Figure 2.

Loss of Lnc530 causes genomic instability in mESCs

(A and B) Immunostaining (A) and immunoblotting (B) showed that depletion of Lnc530 increased DSB formation as monitored by increased γH2AX level. Scale bars, 40 μm.

(C) Neutral comet assay validated the increased DSB level in Lnc530 KD mESCs. Left panel shows the quantification of comet tail length. Right panel shows representative images. At least 200 tails were analyzed in each group. Scale bars, 400 μm.

(D) More Lnc530 KD mESCs contained micronuclei. Left panel shows the quantification of micronuclei formation. Right panel shows representative images (arrow). At least 50 visual fields containing 1,000 cells were analyzed in each group. Scale bars, 10 μm.

(E) More Lnc530 KD mESCs displayed aneuploidy. Left panel shows the quantification of aneuploidy. Middle panel shows the quantification of aneuploidy with chromosome numbers >40. Right panel shows representative images. At least 150 metaphase spreads were examined in three replications in each group. Scale bars, 20 μm.

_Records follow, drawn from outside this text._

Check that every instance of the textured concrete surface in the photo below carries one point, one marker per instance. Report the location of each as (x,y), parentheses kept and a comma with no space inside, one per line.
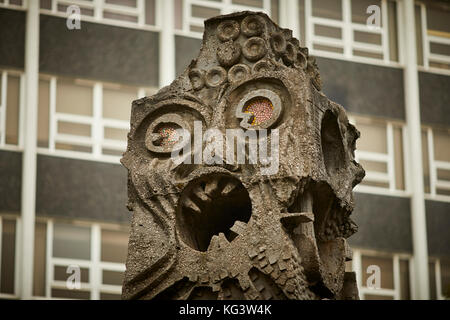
(228,231)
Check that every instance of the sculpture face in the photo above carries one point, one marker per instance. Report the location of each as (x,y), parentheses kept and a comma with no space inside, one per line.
(211,231)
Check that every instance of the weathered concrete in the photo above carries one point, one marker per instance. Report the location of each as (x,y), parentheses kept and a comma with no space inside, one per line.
(227,231)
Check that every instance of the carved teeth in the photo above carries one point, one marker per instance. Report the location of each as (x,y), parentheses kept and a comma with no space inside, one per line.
(188,203)
(200,193)
(211,187)
(229,187)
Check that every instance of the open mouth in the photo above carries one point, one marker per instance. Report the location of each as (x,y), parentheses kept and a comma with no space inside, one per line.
(209,205)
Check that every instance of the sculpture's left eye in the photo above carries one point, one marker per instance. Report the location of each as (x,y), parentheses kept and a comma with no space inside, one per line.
(166,133)
(259,109)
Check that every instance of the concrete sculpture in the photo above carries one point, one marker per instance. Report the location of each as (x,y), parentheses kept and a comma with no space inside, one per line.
(227,230)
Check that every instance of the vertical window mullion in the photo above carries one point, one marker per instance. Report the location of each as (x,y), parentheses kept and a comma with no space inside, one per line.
(3,108)
(95,271)
(97,123)
(52,111)
(347,28)
(49,262)
(384,31)
(390,151)
(396,270)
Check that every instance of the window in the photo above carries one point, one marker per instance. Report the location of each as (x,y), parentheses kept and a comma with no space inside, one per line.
(393,271)
(439,270)
(433,35)
(138,13)
(99,253)
(8,235)
(436,160)
(80,118)
(338,28)
(11,89)
(380,152)
(190,14)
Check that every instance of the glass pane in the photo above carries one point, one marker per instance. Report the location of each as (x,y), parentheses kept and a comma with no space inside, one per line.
(71,241)
(71,294)
(437,19)
(109,296)
(114,246)
(40,241)
(117,103)
(445,278)
(359,10)
(43,113)
(404,280)
(77,129)
(331,9)
(386,270)
(112,277)
(373,137)
(73,98)
(441,145)
(60,274)
(8,255)
(12,110)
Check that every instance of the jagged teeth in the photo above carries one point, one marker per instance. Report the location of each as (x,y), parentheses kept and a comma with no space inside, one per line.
(229,187)
(211,187)
(201,194)
(188,203)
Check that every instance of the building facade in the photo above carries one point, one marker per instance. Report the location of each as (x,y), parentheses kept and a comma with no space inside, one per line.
(65,99)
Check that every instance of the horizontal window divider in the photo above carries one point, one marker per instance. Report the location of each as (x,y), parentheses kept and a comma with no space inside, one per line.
(55,284)
(327,22)
(364,28)
(73,139)
(73,118)
(438,58)
(63,262)
(328,41)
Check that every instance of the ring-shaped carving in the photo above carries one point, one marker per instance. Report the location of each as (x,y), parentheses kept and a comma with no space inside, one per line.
(290,54)
(252,26)
(228,30)
(254,49)
(171,120)
(215,77)
(262,66)
(228,53)
(197,78)
(238,72)
(246,117)
(278,42)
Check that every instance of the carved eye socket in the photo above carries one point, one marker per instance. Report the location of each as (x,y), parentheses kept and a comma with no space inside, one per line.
(165,132)
(259,109)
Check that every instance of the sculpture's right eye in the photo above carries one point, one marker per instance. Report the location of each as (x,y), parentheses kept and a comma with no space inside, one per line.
(167,133)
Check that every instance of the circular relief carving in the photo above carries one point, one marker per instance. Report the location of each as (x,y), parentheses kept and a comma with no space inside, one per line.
(228,53)
(215,77)
(278,43)
(197,79)
(290,55)
(238,72)
(262,66)
(164,133)
(259,109)
(228,30)
(252,26)
(254,49)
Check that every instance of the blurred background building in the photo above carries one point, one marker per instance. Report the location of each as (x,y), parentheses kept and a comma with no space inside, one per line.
(65,98)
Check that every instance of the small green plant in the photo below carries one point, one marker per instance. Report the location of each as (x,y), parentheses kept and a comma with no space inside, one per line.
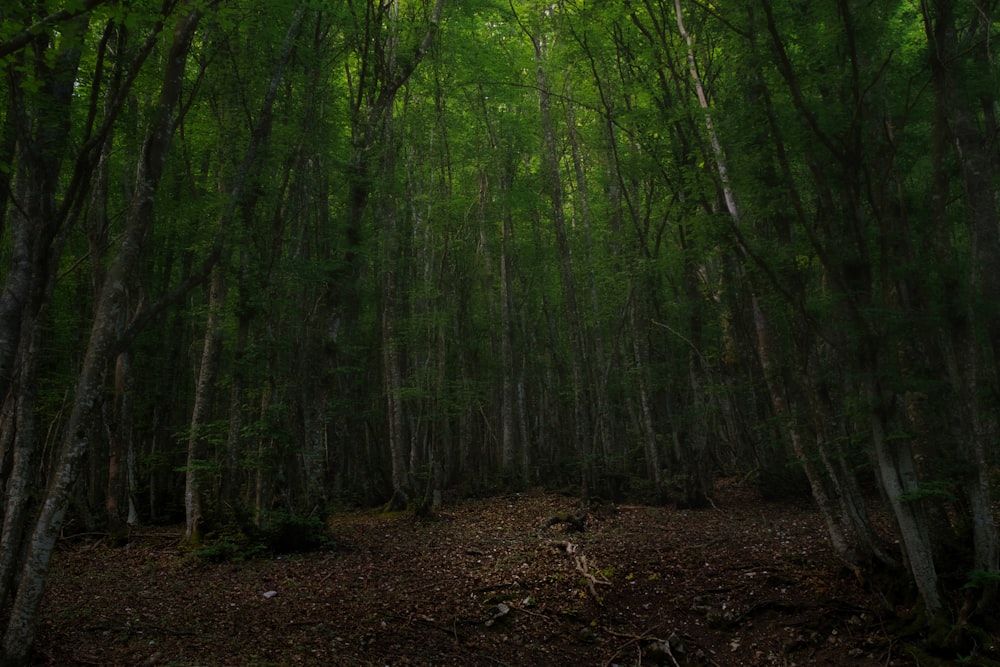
(284,533)
(982,579)
(228,549)
(280,533)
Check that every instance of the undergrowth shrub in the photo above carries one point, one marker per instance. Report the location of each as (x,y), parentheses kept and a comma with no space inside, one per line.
(280,533)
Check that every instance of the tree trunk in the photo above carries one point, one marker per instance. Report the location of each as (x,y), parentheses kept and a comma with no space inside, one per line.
(582,436)
(20,632)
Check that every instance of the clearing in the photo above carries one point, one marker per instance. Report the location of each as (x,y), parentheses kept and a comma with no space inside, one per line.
(484,583)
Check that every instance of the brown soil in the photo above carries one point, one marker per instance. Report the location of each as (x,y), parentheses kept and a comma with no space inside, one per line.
(484,583)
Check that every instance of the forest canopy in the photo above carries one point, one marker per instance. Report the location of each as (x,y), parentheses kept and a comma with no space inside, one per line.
(287,256)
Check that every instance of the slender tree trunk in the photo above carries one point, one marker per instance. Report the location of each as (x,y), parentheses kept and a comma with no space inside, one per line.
(582,435)
(20,631)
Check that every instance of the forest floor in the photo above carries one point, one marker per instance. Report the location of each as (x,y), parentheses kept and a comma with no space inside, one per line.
(483,583)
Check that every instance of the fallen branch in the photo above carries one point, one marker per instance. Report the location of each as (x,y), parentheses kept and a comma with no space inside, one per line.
(580,562)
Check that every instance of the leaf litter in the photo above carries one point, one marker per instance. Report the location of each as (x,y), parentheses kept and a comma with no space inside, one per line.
(484,582)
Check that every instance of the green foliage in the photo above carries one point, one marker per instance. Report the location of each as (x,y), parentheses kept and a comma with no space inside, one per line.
(280,533)
(980,579)
(283,533)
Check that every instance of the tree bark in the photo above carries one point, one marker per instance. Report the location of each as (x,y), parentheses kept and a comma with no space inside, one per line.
(20,631)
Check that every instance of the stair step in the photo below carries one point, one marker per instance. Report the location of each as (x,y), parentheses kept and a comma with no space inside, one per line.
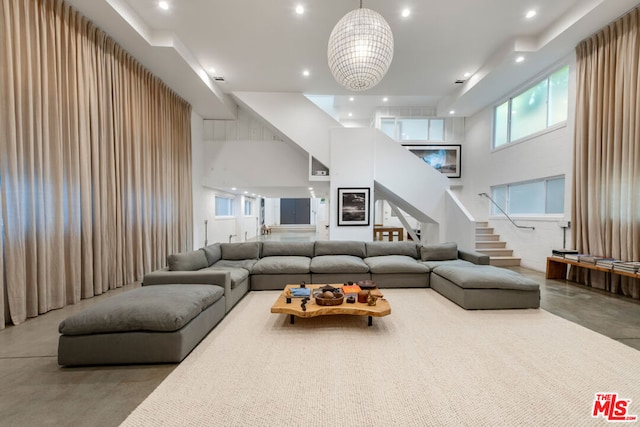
(506,261)
(487,237)
(491,245)
(484,230)
(496,252)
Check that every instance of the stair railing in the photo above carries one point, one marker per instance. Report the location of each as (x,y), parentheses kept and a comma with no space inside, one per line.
(504,213)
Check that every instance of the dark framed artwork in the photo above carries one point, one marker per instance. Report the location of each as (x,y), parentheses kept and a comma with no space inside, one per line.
(444,158)
(353,206)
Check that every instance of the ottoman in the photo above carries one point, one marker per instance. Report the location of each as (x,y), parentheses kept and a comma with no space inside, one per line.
(152,324)
(485,287)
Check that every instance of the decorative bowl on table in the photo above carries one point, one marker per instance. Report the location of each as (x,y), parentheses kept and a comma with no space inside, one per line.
(328,296)
(366,284)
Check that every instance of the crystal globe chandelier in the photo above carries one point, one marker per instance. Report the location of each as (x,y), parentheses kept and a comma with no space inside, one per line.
(360,49)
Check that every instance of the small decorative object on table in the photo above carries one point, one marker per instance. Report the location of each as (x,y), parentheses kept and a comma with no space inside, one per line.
(371,299)
(328,295)
(362,296)
(366,284)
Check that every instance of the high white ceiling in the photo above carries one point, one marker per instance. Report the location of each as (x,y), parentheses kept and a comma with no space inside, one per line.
(264,45)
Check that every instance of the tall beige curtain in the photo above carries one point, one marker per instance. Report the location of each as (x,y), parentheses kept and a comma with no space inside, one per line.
(606,197)
(95,167)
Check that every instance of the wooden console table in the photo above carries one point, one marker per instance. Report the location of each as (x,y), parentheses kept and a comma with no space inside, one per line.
(557,268)
(378,233)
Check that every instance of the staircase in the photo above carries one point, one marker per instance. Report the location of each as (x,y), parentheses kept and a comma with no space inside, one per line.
(489,243)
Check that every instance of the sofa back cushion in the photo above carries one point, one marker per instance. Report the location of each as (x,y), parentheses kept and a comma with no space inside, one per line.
(187,261)
(287,249)
(347,247)
(439,252)
(392,248)
(237,251)
(213,253)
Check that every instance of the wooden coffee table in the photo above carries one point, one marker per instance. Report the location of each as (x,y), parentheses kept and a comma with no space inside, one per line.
(294,308)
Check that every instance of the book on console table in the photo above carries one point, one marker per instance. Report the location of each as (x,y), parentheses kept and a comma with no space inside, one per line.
(629,266)
(592,259)
(607,262)
(574,257)
(561,253)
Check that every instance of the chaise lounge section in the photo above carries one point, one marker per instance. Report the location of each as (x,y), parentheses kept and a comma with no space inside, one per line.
(159,324)
(156,324)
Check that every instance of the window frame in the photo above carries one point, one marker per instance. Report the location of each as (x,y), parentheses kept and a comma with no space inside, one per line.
(509,100)
(231,203)
(247,202)
(396,119)
(494,212)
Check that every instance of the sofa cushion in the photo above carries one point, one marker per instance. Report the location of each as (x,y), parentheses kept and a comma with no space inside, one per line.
(236,275)
(287,249)
(353,248)
(151,308)
(392,248)
(439,252)
(485,277)
(282,265)
(236,251)
(187,261)
(434,264)
(247,264)
(338,264)
(213,253)
(395,264)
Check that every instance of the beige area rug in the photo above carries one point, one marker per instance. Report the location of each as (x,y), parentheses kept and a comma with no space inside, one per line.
(430,363)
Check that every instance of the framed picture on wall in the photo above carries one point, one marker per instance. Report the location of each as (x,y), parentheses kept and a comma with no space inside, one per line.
(444,158)
(353,206)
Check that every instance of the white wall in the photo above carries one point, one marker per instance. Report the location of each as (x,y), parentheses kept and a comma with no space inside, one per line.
(352,166)
(294,116)
(545,155)
(240,227)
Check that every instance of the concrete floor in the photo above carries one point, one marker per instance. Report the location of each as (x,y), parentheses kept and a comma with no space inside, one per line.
(36,391)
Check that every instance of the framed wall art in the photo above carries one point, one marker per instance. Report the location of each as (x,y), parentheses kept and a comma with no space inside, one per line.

(F) Flow cytometry assay showed that the proliferation of Lnc530 KD mESCs was impaired. Left panel shows the quantification result. Right panel shows representative images of flow cytometry.

(G) Immunoblotting showed that the protein expression of core pluripotency regulators SOX2, NANOG, and OCT4 was not changed in Lnc530 KD mESCs (left). Moreover, Lnc530 KD mESCs had normal colony morphology (right). Scale bars, 200 μm. All experiments were independently repeated three times with similar results. The relative protein levels in (B) were normalized by GAPDH. Data are shown as mean ± SD, two-tailed Student’s t test.